Proceskosten en griffierecht
11. De rechtbank veroordeelt verweerder in de door eiseres gemaakte proceskosten. Deze kosten stelt de rechtbank op grond van het Besluit proceskosten bestuursrecht voor de door een derde beroepsmatig verleende rechtsbijstand vast op € 1.050,-- (1 punt voor het indienen van het beroepschrift en 1 punt voor het verschijnen ter zitting met een waarde per punt van € 525,-- en een wegingsfactor 1).
12. Omdat de rechtbank het beroep gegrond verklaart, bepaalt de rechtbank dat verweerder aan eiseres het door haar betaalde griffierecht van € 345,-- vergoedt.

Beslissing

De rechtbank:
 verklaart het beroep gegrond;
 vernietigt het bestreden besluit van 14 augustus 2019;
 draagt verweerder op om binnen zes weken na verzenddatum van deze uitspraak een nieuwe beslissing op bezwaar te nemen met inachtneming van deze uitspraak;
 veroordeelt verweerder in de proceskosten van eiser tot een bedrag van € 1.050,--;
 draagt verweerder op het betaalde griffierecht van € 345,-- aan eiseres te vergoeden.
Deze uitspraak is gedaan op 29 april 2020 door mr.
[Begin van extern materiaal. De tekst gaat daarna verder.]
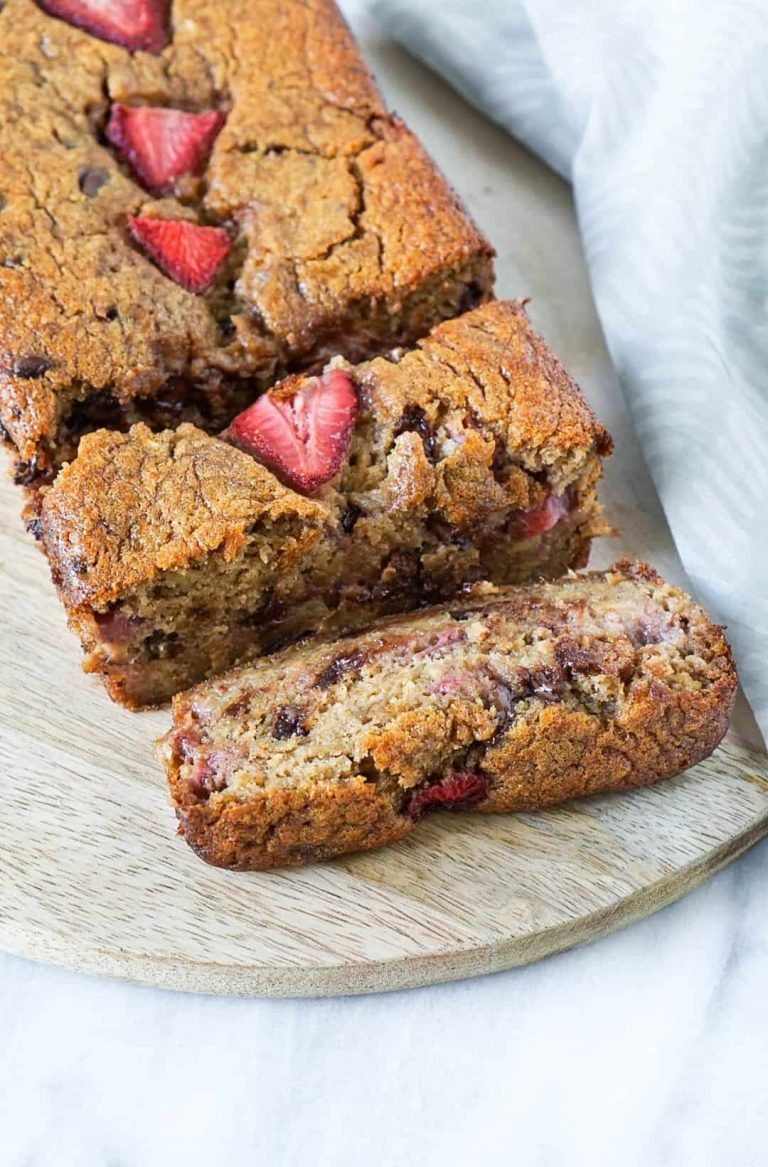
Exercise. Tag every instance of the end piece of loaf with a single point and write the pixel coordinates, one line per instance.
(177, 556)
(509, 700)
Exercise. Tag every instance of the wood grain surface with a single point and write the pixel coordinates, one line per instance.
(92, 875)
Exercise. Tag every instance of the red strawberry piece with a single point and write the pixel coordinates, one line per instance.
(458, 790)
(184, 251)
(132, 23)
(160, 144)
(302, 438)
(524, 524)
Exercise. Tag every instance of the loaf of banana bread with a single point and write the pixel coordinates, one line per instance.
(196, 200)
(382, 487)
(511, 699)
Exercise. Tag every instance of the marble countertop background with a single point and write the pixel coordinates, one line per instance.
(644, 1049)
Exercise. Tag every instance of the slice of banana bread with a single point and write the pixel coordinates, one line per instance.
(510, 699)
(181, 225)
(470, 456)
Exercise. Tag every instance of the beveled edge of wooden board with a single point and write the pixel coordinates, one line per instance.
(400, 972)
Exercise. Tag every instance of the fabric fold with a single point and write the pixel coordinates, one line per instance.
(658, 116)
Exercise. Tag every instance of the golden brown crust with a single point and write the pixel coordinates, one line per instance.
(595, 683)
(453, 439)
(163, 502)
(299, 174)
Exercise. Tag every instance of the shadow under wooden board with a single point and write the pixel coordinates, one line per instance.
(93, 878)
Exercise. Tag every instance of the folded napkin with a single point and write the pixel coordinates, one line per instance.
(658, 117)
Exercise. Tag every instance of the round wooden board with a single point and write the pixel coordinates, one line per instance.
(93, 877)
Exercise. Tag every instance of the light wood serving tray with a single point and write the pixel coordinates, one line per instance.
(92, 875)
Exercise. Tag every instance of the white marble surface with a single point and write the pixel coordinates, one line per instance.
(644, 1049)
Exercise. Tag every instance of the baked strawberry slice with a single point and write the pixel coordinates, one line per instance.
(184, 251)
(160, 144)
(458, 790)
(301, 438)
(131, 23)
(525, 524)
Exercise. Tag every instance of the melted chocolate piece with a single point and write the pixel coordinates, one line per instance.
(349, 517)
(290, 722)
(414, 420)
(91, 179)
(470, 297)
(32, 367)
(340, 666)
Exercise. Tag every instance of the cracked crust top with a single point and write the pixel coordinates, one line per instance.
(476, 419)
(332, 203)
(490, 369)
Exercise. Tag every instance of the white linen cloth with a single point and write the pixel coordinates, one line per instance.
(657, 113)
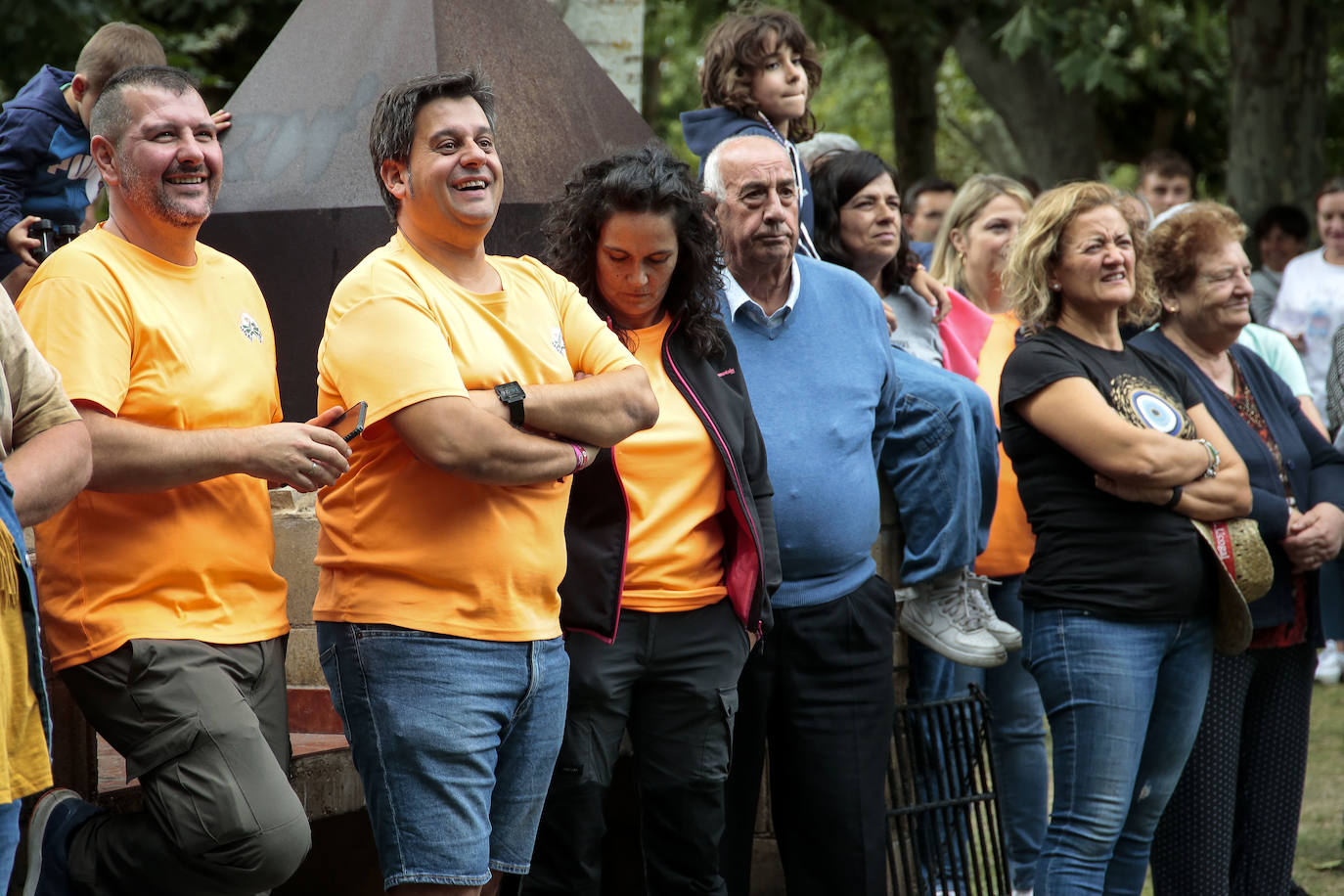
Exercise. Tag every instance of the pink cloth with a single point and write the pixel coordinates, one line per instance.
(963, 331)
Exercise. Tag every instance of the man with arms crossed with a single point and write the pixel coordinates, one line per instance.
(815, 352)
(161, 608)
(488, 381)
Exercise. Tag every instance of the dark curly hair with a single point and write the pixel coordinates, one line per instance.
(736, 50)
(833, 183)
(642, 180)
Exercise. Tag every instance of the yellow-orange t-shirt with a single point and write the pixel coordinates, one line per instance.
(1010, 539)
(180, 348)
(402, 542)
(674, 486)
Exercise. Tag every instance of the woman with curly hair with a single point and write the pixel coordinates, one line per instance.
(1114, 452)
(671, 538)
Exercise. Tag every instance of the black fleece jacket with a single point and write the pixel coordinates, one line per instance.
(597, 525)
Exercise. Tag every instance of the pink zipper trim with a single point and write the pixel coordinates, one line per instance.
(728, 454)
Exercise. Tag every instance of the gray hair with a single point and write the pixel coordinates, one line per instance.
(111, 117)
(712, 175)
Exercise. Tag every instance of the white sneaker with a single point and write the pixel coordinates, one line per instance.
(1005, 633)
(941, 614)
(1329, 665)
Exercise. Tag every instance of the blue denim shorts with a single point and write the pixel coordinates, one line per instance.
(455, 740)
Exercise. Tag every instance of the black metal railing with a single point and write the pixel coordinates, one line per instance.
(945, 834)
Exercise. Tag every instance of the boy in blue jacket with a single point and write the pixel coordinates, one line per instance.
(758, 76)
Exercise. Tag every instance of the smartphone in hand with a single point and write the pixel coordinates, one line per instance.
(349, 424)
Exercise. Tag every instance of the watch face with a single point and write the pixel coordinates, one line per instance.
(510, 392)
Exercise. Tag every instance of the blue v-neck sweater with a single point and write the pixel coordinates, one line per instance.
(823, 388)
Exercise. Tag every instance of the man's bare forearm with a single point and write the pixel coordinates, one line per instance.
(49, 470)
(135, 457)
(457, 437)
(597, 410)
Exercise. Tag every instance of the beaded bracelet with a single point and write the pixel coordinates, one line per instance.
(1214, 460)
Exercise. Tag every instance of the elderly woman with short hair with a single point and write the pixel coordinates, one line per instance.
(1114, 453)
(1232, 825)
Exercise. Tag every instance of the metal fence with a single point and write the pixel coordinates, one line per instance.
(945, 835)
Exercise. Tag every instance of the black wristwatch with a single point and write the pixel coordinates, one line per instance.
(513, 395)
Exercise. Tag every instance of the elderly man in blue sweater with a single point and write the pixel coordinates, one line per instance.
(813, 347)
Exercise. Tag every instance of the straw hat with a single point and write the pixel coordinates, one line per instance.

N.H.J.M. Veldman-Gielen, rechter, in aanwezigheid van mr. P.J. Naus, griffier. Als gevolg van maatregelen rondom het Corona virus is deze uitspraak niet uitgesproken op een openbare uitsprakenzitting. Zodra het openbaar uitspreken weer mogelijk is, wordt deze uitspraak alsnog in het openbaar uitgesproken.
griffier rechter
De rechter is verhinderd deze uitspraak te
ondertekenen
Afschrift verzonden aan partijen op:

Bent u het niet eens met deze uitspraak?

Tegen deze uitspraak kan binnen zes weken na de dag waarop deze uitspraak is verzonden, hoger beroep worden ingesteld bij de Afdeling bestuursrechtspraak van de Raad van State. Deze uitspraak is verzonden op de stempeldatum die hierboven staat.